なんらかの事情によって飼えなくなってしまった動物が殺処分されてしまうというのは、大変に悲しいことです。

助けられる命には限りがある以上、やむ得ないこともあるわけですが、本作品「レスキュードッグ・ルビー」は、殺処分される2時間前に飼い主が見つかったことで、警察犬として何人もの命を救うことになる雑種犬ルビーと、その犬とパートナーを組んでいる男ダニエルの実話を基にした作品となっています。

ちなみに、物語の後半におきる事件は、嘘のような本当の話となっていますので、驚かないでいただければと思います。

犬の可愛さ、内容の簡潔さ、94分という短さ、という大変見やすい映画となっていますので、ネタバレを控えつつ、本作品の魅力について語ってみたいと思います。

事実をもとにした作品

冒頭でも書きましたが、「レスキュードッグ・ルビー」は、実際の出来事をもとに作られています。

作品の中では、1年にも満たない時間となっていますが、現実では、7年間の間に起った内容が凝縮されています。

実際の事件や活躍については、以下のリンク先で、2018年時点で紹介されていた内容となっていますので、参考にしていただければと思います。本物のルビーたちを見ることができます。
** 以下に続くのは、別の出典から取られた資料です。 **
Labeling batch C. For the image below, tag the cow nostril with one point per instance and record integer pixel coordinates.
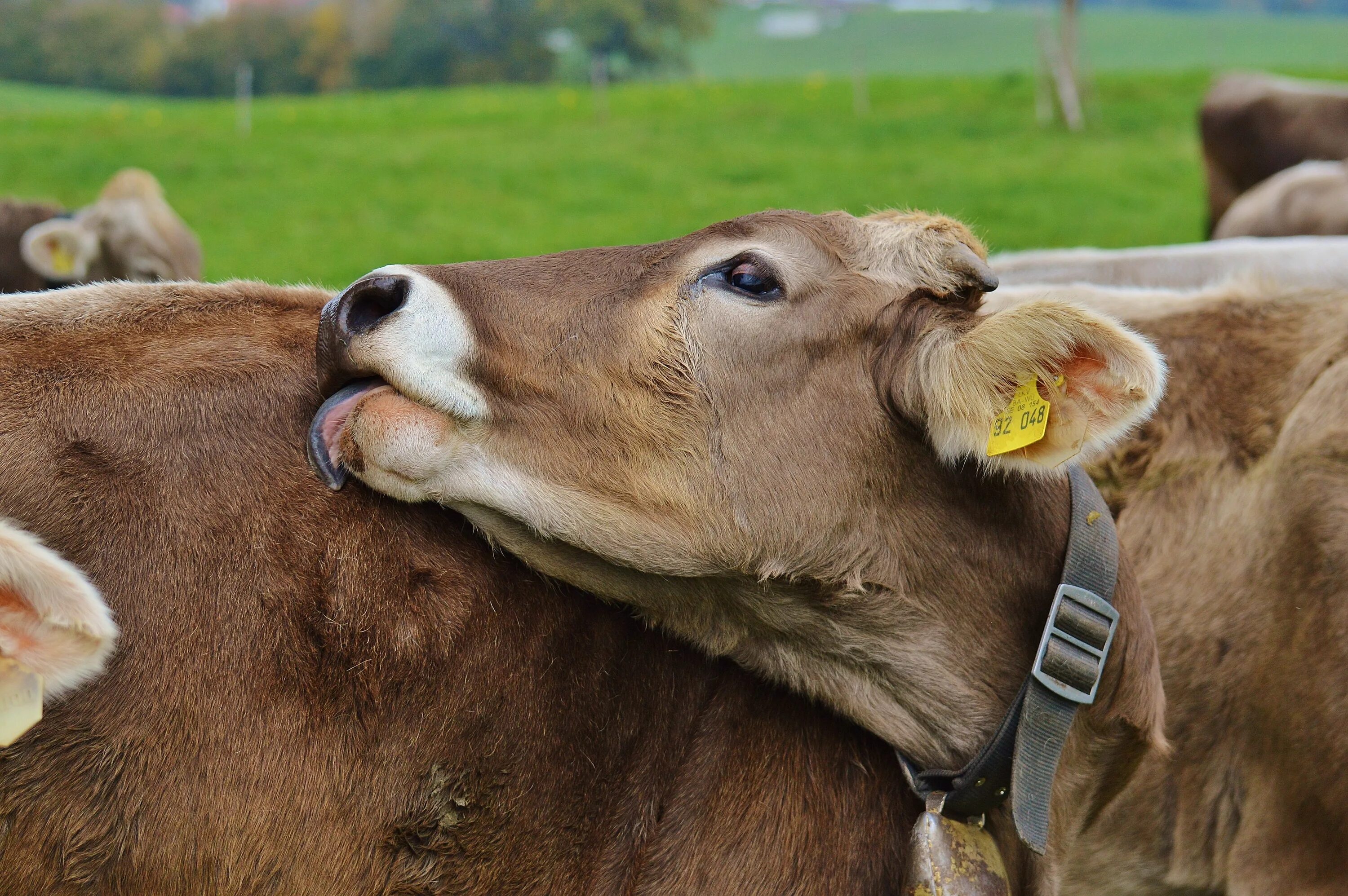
(371, 301)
基本的には、ルビーとダニエルとの実話をベースにしてありますが、本作品は、物語のメソッドをきちんと守ったつくりとなっており、大変に見やすい内容となっているのもポイントです。

ルビーの問題

さて、内容に入る前に、本作品を見た際に、思いだした作品も書いていきたいと思います。

物語の前半においては、ルビーという犬は、問題行動を起こす犬として、何度も保護施設に戻されています。
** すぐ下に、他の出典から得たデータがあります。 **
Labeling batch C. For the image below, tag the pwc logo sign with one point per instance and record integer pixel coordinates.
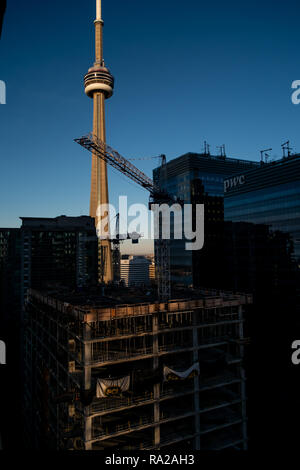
(234, 182)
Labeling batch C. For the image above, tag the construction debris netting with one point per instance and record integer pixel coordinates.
(170, 374)
(112, 387)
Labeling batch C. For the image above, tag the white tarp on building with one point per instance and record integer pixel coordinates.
(112, 387)
(170, 374)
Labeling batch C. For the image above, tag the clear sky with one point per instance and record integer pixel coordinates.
(186, 71)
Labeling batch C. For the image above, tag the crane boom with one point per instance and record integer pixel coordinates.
(105, 152)
(162, 249)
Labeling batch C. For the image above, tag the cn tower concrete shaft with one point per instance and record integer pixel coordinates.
(99, 85)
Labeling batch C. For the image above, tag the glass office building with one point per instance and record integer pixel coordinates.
(199, 178)
(268, 195)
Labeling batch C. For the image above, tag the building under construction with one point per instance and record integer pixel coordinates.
(104, 373)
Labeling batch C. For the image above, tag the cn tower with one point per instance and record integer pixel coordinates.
(99, 85)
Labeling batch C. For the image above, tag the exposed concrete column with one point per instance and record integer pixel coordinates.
(243, 377)
(196, 384)
(156, 387)
(87, 356)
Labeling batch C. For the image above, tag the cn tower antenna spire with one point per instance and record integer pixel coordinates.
(98, 10)
(99, 85)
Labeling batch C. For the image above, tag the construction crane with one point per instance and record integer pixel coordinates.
(116, 241)
(163, 159)
(157, 195)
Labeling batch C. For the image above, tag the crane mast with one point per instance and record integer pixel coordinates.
(157, 195)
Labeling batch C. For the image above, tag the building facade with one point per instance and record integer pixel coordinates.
(60, 251)
(262, 246)
(135, 376)
(199, 179)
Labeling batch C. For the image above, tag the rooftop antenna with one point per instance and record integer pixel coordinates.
(222, 150)
(264, 155)
(286, 149)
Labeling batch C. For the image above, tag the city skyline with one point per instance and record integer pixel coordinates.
(190, 46)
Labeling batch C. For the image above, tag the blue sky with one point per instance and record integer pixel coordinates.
(185, 72)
ただし、施設に勤めている職員パッドは、ルビーに対して強い想いをもっており、殺処分するには惜しい特別な犬だと思っていたこともあり、新しい飼い主のもとで暮らして欲しいと願っていました。

しかし、そんな期待を裏切るように、ルビーは問題行動を起こし、施設に帰ってきてしまうのです。
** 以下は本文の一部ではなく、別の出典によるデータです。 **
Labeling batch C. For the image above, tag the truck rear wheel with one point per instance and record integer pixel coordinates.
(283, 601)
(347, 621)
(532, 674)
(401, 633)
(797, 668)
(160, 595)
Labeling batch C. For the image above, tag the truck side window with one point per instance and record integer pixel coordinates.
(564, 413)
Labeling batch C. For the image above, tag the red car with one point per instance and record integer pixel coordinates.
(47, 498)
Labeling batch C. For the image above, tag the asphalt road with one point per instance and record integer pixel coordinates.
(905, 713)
貰い手がなければ、殺処分となってしまう保護犬の運命とは裏腹に、ルビーはやんちゃをしてまわりを困らせています。

ただ、その姿が大変愛らしいです。特に、ダニエルと出会ってからのルビーは、映画「ベートーベン」を彷彿とさせるコミカルさが魅力です。

映画「ベートーベン」もまた、とぼけたセントバーナード犬が、周りに迷惑をかけながらも、事件を解決したりするファミリー向け映画として有名です。

また、古い漫画になりますと、「平成イヌ物語バウ」なんていうものもあったりして、少しとぼけた動物というのは、大変魅力的だったりします。

落ちこぼれ、立ち上がる

さて、本作品のもう一人の主人公であるダニエルが、K-9という警察犬とともに事件を捜査する部隊に行きたいと思って試験を受けたりしますが、なかなか希望が叶わないでいます。

彼は、失読症であり、多動性障害をもった人物であり、彼が、警察官になるまでの間にも相当の苦労があったことが匂わされます

彼のそんな素性もありまして、落ち着きがなく見られたりすることも、減点対象となっていることが明かされます。

彼の奥さんは、大変な人格者となっていまして、都合がいいぐらい理解のある人となっています。

普通であれば、仕事のためとはいえ、相談もせず保護犬をもらってきてしまうというのは、家庭内に亀裂が走らないほうが不思議なぐらいの出来事です。

ですが、ダニエルの奥さんは、夫であるダニエルも、犬のルビーも一緒だというのです。

登場人物のセリフとしても、ルビーとダニエルが同じ問題を抱えているんだ、ということをわかりやすく言ってくれています。

本作品は、落ちこぼれな主人公と、犬が、一緒に努力することで成長して試練を乗り越えていくバディものとなっている点は、まさに教科書通りの面白さとなっています。

ちなみに、動物と、落ちこぼれの主人公たちが活躍する映画といえば、「シービスケット」は欠かせないところです。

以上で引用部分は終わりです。